Using a Custom Taxonomy for Resource Validation
Background
Fybrik acts as an orchestrator of independent components. For example, the author of the data governance policy manager, which provides the governance decisions, and the components that enforce those decisions are not necessarily the same. Thus, there is no common terminology between them. Similarly, the data formats and protocols defined in the data catalog may be defined differently than the components used for reading/writing data.
In order to enable all these independent components to be used in a single architecture, Fybrik provides a taxonomy. It provides a mechanism for all the components to interact using a common dialect.

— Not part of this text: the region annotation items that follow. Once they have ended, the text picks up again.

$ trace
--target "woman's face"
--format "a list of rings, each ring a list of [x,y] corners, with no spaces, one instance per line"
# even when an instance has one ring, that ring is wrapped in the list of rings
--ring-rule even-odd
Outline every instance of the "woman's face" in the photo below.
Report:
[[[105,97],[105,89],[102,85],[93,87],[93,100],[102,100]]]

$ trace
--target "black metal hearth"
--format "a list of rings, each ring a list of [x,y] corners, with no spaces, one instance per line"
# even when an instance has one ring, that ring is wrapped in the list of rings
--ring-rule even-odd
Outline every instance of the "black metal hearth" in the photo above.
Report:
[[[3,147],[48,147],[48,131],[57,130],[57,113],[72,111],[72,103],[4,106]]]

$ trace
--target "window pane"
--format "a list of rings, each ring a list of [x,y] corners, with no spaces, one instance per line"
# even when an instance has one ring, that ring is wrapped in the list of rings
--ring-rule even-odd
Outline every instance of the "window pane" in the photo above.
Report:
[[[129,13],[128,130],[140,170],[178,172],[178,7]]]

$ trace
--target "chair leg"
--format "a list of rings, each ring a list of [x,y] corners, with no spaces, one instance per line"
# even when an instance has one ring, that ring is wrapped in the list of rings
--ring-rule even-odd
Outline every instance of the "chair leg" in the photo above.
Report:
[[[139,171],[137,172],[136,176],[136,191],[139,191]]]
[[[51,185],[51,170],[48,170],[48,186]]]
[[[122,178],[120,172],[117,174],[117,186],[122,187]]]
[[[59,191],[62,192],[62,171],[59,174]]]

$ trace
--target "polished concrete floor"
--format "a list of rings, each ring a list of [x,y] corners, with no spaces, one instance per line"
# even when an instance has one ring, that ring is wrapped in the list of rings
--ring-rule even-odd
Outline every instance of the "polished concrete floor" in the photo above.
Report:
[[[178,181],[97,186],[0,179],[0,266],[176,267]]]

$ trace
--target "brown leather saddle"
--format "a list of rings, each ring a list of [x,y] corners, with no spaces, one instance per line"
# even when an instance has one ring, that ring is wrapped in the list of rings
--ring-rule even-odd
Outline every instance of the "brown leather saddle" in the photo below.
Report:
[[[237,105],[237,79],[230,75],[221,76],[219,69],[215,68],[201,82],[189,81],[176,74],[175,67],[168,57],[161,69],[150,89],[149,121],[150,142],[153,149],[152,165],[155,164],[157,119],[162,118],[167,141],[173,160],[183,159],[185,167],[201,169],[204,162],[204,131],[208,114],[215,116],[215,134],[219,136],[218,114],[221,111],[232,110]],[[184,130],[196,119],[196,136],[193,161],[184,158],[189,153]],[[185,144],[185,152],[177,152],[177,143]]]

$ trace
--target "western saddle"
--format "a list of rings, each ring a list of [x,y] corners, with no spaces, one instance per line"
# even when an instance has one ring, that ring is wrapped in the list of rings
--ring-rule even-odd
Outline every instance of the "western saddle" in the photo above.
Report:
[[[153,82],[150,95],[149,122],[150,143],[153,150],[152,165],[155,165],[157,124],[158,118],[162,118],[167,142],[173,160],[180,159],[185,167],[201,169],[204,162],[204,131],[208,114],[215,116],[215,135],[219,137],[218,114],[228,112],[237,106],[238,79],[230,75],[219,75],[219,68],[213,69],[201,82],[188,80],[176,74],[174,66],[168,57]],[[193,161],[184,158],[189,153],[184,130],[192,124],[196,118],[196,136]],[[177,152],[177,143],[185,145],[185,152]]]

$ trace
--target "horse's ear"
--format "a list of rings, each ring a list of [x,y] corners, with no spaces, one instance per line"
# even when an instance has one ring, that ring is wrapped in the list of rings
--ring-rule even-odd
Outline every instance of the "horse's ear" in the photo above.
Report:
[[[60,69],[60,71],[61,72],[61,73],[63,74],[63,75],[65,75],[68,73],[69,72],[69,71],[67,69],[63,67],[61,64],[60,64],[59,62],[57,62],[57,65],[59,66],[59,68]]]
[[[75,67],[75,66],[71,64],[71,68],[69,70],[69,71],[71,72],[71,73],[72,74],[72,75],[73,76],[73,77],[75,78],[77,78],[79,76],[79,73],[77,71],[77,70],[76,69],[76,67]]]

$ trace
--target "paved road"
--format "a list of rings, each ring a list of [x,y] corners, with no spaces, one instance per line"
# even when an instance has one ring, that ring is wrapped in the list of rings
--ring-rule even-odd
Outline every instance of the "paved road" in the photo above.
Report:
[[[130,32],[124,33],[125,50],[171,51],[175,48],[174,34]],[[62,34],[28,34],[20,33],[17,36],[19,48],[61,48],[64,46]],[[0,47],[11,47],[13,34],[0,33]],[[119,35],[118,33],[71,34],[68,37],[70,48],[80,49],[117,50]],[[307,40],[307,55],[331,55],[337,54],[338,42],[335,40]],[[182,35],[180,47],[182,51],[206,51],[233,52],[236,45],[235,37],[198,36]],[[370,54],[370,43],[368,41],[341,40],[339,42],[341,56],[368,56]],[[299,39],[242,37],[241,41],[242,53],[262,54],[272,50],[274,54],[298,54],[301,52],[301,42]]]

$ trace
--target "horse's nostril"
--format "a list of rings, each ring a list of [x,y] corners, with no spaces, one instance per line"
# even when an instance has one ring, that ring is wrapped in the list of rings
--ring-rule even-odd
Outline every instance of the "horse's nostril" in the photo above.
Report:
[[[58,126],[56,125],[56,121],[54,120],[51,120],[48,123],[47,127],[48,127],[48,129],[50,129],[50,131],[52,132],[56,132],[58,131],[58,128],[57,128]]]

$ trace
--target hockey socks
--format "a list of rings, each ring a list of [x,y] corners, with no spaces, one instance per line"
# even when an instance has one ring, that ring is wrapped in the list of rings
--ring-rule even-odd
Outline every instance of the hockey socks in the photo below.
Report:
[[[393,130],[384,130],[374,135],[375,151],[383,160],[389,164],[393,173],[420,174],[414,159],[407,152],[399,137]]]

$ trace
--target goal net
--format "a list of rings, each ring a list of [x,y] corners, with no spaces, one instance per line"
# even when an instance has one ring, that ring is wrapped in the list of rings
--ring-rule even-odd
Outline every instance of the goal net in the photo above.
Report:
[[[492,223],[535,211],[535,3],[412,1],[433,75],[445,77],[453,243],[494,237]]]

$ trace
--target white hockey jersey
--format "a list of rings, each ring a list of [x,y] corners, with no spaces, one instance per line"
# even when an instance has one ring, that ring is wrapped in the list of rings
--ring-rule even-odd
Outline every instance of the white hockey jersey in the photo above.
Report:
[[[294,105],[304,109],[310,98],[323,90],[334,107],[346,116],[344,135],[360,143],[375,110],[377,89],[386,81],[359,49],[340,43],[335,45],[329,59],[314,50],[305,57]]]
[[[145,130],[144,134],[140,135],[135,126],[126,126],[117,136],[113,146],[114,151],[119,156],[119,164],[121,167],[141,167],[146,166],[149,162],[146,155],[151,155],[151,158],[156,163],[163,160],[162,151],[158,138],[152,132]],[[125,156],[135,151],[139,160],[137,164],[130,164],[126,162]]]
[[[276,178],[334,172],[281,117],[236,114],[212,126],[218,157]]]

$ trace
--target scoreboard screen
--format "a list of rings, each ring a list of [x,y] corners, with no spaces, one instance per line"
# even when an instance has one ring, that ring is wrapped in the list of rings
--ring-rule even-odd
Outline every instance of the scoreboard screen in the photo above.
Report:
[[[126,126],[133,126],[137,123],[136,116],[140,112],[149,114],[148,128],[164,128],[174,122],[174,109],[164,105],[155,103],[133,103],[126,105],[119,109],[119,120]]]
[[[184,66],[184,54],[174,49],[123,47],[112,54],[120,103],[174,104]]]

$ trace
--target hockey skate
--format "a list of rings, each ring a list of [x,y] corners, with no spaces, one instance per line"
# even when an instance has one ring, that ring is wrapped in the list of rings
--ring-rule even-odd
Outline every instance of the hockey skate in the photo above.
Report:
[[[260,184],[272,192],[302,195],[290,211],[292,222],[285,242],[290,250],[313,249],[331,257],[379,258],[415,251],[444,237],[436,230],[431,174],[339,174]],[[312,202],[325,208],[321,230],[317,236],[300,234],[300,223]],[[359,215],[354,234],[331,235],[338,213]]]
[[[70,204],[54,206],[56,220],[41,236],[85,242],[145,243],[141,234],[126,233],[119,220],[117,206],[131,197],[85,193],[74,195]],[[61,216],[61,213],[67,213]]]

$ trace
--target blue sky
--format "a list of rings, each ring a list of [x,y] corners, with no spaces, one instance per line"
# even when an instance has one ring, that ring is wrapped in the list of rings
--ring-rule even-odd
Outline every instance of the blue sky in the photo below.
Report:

The project defines a set of immutable structural JSON schemas, or "taxonomies" for resources deployed in Fybrik.
However, since the taxonomy is meant to be configurable, a taxonomy.json
file is referenced from these schemas for any definition that is customizable.
The taxonomy.json
file is generated from a base taxonomy and zero or more taxonomy layers:
-
The base taxonomy is maintained by the project and includes all of the structural definitions that are subject to customization (e.g.: tags, actions).
-
The taxonomy layers are maintained by users and external systems that add customizations over the base taxonomy (e.g., defining specific tags, actions).
This task describes how to deploy Fybrik with a custom taxonomy.json
file that is generated with the Taxonomy Compile CLI tool.
Taxonomy Compile CLI tool
A CLI tool for compiling a base taxonomy and zero or more taxonomy layers is provided in our repo.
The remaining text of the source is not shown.